We’ve already talked about the natural philosopher Thales (c. 624-546 BCE), who reasoned that water was the source of all. Coming out of that monistic tradition, we have two natural philosophers who set the stage for Platonic philosophy, posing some of the preliminary questions that Socrates and Plato are going to grapple with: Heraclitus of Ephesus (fl. 504-501 BCE) and Parmenides of Elea (fl. 501-492 BCE).

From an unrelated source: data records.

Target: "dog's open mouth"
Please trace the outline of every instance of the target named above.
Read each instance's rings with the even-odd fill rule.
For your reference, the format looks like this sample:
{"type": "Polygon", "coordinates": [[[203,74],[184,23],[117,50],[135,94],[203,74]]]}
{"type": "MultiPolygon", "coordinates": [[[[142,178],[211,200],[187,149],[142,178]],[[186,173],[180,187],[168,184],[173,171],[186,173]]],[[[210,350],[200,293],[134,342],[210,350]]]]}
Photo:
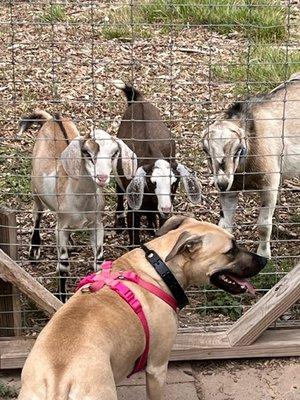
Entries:
{"type": "Polygon", "coordinates": [[[255,288],[247,279],[231,275],[227,271],[214,273],[210,277],[210,282],[219,289],[225,290],[225,292],[231,294],[248,292],[255,295],[255,288]]]}

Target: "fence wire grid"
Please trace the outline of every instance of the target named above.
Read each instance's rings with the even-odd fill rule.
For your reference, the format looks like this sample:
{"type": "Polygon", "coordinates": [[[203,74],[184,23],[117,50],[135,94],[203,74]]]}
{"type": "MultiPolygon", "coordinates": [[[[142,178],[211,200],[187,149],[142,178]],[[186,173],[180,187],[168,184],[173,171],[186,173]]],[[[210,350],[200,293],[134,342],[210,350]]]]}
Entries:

Heraclitus was from Ephesus, a city that Christians might recognize from the book Ephesians of the New Testament. It is on the west coast of Asia Minor in modern-day Turkey. He came from an aristocratic family but apparently gave up a comfortable life, refusing to participate in local government and instead devoting his time to philosophy while living simply off the land. About 100 fragments of his work are extant, and they, for the most part, come down to us indirectly. That is, throughout the work of other philosophers, we have people who report what Heraclitus wrote. We are entirely dependent on later quotations, paraphrases, and secondhand reports for our understanding of Heraclitus’s philosophical project.

For Heraclitus, the world has always existed. It did not come into being; it did not need to be created. The main problem that Heraclitus spent time on was the problem of change. To him, change is constant and universal. The three themes that span the fragments we have are flux, fire, and the cosmic unity of opposites. He wrote, “This world-order … always was and is and shall be: an ever-living fire, kindling in measures and going out in measures.” Aristotle viewed Heraclitus as a material monist who understood the source of all things as fire. For Heraclitus, fire was both the prime matter of the universe as well as its form. Fire was the Logos incarnate, the material enactment of the principle of change and flux.

Heraclitus called the underlying structure of the universe “the Logos,” and that is the thing that remains constant beneath constant change and flux. In many regards, we can understand Heraclitus as an empiricist: he saw and experienced everything changing, people growing old and dying, the seasons coming and going. He wrote, “I prefer whatever comes from sight, hearing, and learning from experience.” But beneath such change, an eternal logical structure existed: perhaps you’ve heard the expression, “the only constant thing is change.” That type of paradox would appeal to Heraclitus, who was fond of the way in which opposites fit together into a larger, more logical form. He wrote, “It is wise … to agree that all things are one,” and, “Thinking is shared by all.” As part of how he maps the paradox of reality, we have such fragments as, “The beginning and the end are shared in the circumference of a circle,” and, “The way up and down is one and the same.”

His philosophy of constant change can be read in such fragments as, “The sun is new every day,” and, “One cannot step twice into the same river.” Not only has the water in the river changed, but the person doing the stepping has changed as well. Heraclitus also wrote on war: “One must realize that war is shared and Conflict is Justice, and that all things come to pass in accordance with conflict,” and, “War is the father of all and king of all.”